Pipeline Manager
GitHub Link to Code.
Central pipeline manager with automatic data injection.
This module provides the PipelineManager class that serves as the central orchestration point for all analysis workflows. It uses AutoInjectProxy to automatically inject PipelineData into manager methods that need it.
- class mdxplain.pipeline.manager.pipeline_manager.PipelineManager(stride: int = 1, concat: bool = False, selection: str | None = None, use_memmap: bool = True, chunk_size: int = 2000, dtype: type = <class 'numpy.float32'>, cache_dir: str = './cache', max_memory_gb: float = 6.0, show_progress: bool = True, use_stability_config: bool | None = None)
Central pipeline manager with automatic PipelineData injection.

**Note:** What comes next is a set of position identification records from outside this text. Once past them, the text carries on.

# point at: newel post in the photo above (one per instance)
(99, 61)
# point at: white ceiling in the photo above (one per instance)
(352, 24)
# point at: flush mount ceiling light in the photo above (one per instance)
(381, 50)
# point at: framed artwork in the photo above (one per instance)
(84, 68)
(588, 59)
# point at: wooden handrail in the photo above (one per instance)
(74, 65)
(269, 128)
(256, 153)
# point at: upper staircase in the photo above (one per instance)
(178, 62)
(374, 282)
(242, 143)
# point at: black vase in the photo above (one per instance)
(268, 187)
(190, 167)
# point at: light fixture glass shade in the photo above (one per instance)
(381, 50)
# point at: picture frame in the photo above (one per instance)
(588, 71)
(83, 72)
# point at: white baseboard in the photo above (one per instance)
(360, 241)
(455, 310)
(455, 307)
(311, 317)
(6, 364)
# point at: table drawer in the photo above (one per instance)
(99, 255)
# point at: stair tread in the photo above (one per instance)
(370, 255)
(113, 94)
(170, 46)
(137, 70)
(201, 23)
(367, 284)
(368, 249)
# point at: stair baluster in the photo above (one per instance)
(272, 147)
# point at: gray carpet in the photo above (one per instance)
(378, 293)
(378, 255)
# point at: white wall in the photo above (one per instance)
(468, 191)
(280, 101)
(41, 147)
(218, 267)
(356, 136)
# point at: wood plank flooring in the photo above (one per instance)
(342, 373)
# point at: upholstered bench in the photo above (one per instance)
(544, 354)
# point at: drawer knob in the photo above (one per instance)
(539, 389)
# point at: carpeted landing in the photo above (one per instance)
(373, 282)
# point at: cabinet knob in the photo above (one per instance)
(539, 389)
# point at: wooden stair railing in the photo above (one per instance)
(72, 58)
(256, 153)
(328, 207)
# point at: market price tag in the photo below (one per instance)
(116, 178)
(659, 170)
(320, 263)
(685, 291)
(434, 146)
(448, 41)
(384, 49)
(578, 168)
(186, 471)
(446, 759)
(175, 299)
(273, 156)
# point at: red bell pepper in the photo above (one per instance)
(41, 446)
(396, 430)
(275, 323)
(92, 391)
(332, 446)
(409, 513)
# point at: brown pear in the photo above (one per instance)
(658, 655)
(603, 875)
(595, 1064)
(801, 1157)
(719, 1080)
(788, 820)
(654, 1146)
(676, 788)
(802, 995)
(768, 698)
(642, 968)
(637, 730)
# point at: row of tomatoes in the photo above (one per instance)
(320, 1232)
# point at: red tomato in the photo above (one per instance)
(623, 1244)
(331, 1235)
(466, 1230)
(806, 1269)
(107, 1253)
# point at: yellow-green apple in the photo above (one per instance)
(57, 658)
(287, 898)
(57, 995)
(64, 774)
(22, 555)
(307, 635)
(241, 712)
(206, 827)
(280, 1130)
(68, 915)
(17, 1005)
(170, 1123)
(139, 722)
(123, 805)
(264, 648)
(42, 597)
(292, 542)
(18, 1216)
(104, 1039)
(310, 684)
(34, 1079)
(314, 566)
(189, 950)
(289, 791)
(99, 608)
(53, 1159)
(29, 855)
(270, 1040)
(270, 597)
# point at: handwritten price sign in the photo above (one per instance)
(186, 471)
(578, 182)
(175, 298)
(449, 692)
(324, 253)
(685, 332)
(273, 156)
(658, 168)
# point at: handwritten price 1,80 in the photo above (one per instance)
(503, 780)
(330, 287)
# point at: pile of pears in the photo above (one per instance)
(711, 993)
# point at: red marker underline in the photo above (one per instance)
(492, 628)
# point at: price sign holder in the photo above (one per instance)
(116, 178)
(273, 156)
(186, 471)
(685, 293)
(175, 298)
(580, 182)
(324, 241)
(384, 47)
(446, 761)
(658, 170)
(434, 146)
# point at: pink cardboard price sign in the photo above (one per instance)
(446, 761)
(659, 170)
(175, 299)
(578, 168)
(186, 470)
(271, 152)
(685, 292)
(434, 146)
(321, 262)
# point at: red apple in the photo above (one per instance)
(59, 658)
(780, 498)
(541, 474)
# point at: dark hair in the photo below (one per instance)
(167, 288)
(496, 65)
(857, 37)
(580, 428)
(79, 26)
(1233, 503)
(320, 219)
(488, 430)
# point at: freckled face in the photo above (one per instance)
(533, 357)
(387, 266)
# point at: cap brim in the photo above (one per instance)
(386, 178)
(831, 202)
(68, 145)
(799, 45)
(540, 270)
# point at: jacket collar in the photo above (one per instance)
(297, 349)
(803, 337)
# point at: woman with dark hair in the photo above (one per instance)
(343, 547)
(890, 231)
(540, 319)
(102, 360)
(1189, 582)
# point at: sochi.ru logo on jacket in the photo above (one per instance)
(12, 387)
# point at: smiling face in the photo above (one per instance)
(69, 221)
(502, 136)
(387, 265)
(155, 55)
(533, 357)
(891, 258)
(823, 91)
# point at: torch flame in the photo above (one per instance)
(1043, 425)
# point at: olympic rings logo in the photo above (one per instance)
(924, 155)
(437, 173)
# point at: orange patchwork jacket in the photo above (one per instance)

This class provides a unified interface to all analysis modules through AutoInjectProxy instances that automatically inject PipelineData into methods that expect it while leaving utility methods unchanged.
The PipelineManager is designed to simplify the usage of the mdxplain pipeline system by providing a single entry point for all analysis workflows. It manages the trajectory loading, feature computation, clustering, and decomposition processes in a cohesive manner.
It is the single entry point for:
Trajectory loading and validation
Feature computation
Feature selection
Clustering analysis
Decomposition analysis
Data selection
Comparison management
Feature importance analysis
General analysis operations
Visualization and plotting
Examples
Basic pipeline workflow:
>>> pipeline = PipelineManager() >>> >>> # Methods expecting pipeline_data get automatic injection >>> pipeline.trajectory.load_trajectories('../data') >>> pipeline.feature.compute_features('distances', 'res CA') >>> pipeline.feature_selector.create('my_selection') >>> pipeline.feature_selector.add('my_selection', 'distances', 'res ALA') >>> pipeline.feature_selector.select('my_selection') >>> pipeline.clustering.cluster('my_features', 'dbscan', eps=0.5) >>> >>> # Utility methods work without injection >>> valid = pipeline.trajectory.validate_selection('res CA') >>> formats = pipeline.trajectory.get_supported_formats() >>> >>> # Advanced: Direct data access >>> summary = pipeline.data.get_data_summary()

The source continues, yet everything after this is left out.